Linux founder Linus Torvalds loves his new Google Chromebook Pixel, which he believes puts most other laptops to shame.
"One thing that the Chromebook Pixel really brings home is how crap normal laptops have become. Why do PC manufacturers even bother any more?" the outspoken developer asked in a Google+ blog post.
"No wonder the PC business isn't doing well, when they stick to just churning out more crappy stuff and think that 'full HD' (aka 1080p) is somehow the epitome of greatness."
According to to Torvalds, the Pixel boasts a "beautiful" screen, to the point where he will be making the device his primary laptop.
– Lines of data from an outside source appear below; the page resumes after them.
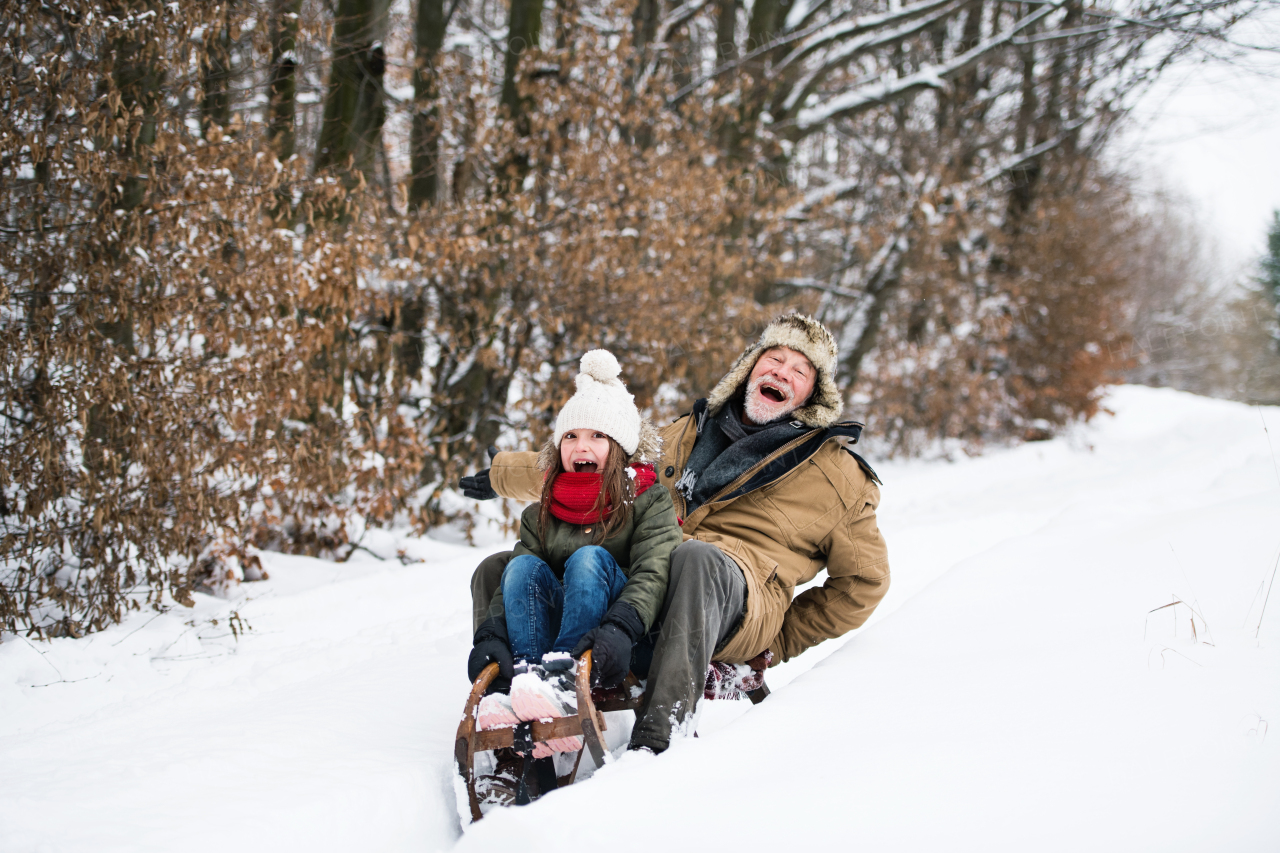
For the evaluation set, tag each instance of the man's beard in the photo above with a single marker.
(759, 409)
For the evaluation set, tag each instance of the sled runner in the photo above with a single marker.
(536, 776)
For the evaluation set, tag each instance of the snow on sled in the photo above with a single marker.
(520, 779)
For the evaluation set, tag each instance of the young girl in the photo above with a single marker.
(590, 569)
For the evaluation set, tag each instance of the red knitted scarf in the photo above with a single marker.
(574, 495)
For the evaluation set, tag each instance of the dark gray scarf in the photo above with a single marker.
(725, 448)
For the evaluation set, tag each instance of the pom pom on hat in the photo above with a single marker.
(602, 402)
(599, 365)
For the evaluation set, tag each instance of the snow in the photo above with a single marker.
(1016, 690)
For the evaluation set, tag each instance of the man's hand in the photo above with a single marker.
(611, 644)
(490, 646)
(476, 486)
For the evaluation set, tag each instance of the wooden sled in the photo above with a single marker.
(539, 776)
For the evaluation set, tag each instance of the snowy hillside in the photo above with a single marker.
(1018, 690)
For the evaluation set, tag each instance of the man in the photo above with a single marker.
(768, 496)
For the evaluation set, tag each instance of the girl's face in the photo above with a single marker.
(584, 451)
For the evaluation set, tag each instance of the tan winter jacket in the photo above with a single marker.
(816, 509)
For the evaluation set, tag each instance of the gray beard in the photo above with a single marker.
(759, 413)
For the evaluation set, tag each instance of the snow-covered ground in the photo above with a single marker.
(1018, 689)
"I really appreciate not just the pixels, but the form factor. I despise widescreen displays, but I had gotten resigned to them. Until now. 3:2, baby. I don't understand why people complain about 'black bars,' when I can't see why it would be any different to have 'no pixels at all,' which is what the silly widescreen displays do," he said.
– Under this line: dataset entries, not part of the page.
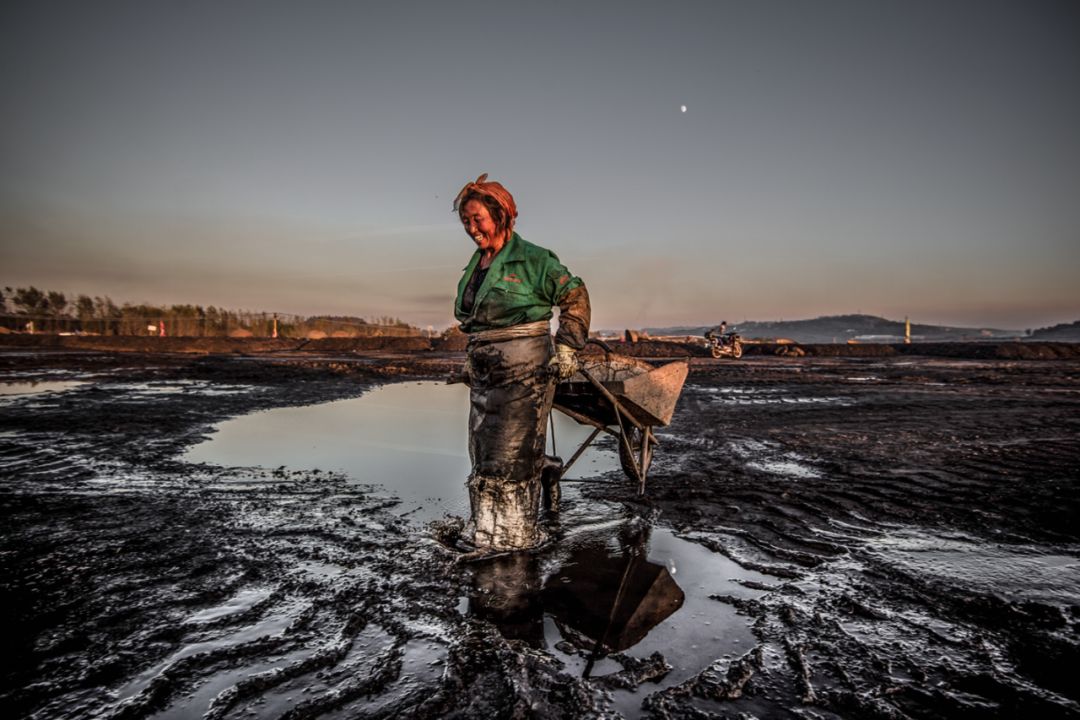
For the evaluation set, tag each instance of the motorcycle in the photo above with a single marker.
(724, 344)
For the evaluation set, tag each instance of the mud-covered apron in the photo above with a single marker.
(512, 391)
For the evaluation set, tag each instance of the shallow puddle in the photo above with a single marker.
(12, 390)
(409, 438)
(1016, 573)
(618, 585)
(611, 583)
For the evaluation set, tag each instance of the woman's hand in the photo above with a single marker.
(565, 362)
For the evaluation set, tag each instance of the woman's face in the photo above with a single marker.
(480, 226)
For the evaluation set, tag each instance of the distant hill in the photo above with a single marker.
(841, 328)
(1063, 333)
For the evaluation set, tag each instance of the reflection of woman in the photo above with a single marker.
(504, 303)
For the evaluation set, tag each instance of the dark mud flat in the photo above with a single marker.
(909, 522)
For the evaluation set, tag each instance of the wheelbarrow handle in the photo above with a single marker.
(597, 341)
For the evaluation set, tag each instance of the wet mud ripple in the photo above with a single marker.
(921, 532)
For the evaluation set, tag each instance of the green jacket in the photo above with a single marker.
(523, 284)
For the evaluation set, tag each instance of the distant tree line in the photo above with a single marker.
(32, 310)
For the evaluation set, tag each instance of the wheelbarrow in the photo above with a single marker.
(624, 397)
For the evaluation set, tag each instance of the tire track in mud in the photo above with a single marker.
(145, 587)
(921, 534)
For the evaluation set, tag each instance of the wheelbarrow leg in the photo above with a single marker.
(644, 463)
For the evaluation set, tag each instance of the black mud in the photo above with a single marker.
(915, 518)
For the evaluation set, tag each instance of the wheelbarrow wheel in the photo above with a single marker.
(630, 459)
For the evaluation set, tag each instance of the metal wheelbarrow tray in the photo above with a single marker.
(624, 397)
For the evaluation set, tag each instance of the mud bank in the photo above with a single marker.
(908, 525)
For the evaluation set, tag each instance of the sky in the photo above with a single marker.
(899, 158)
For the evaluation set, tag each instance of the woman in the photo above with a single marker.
(504, 303)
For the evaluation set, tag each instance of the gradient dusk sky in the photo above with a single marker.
(896, 158)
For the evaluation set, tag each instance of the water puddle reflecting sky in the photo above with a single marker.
(19, 388)
(409, 438)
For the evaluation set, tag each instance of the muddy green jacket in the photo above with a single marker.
(523, 284)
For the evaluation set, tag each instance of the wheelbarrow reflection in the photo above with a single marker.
(603, 600)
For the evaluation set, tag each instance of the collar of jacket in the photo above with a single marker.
(512, 252)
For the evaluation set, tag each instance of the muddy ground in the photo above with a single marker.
(914, 519)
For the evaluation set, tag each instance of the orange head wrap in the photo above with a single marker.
(488, 193)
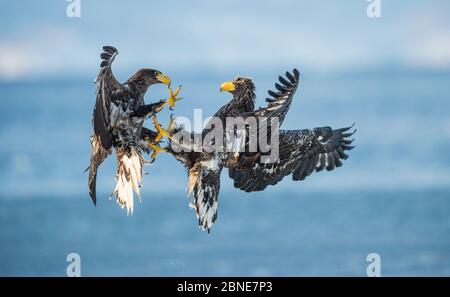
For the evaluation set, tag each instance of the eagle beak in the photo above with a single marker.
(227, 86)
(163, 79)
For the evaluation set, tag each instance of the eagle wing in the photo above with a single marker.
(108, 91)
(279, 100)
(301, 152)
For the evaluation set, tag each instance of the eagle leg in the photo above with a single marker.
(161, 131)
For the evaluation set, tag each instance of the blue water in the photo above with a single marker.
(391, 197)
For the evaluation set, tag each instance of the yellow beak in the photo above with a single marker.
(163, 78)
(227, 86)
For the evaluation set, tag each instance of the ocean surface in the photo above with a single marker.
(392, 197)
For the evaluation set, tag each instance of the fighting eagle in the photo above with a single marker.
(301, 152)
(118, 117)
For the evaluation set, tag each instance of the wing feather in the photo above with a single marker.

"I also have the Nexus 10, which also has tons of pixels, but on that one I didn't get the feeling that I could use the pixels very well... Sure, I could run a web browser and make the text smaller, but without a keyboard I can't reasonably write anything, and without the option of installing a full Linux distro I couldn't see it replacing my laptop anyway, so getting a BT keyboard didn't seem all that relevant either."
Torvalds also confirmed that he was still running ChromeOS on the machine, which is "good enough" for testing out normal work habits like reading and writing e-mails.
"[Still], I expect to install a real distro on this soon enough. For a laptop to be useful to me, I need to not just read and write email, I need to be able to do compiles, have my own git repositories etc," he added.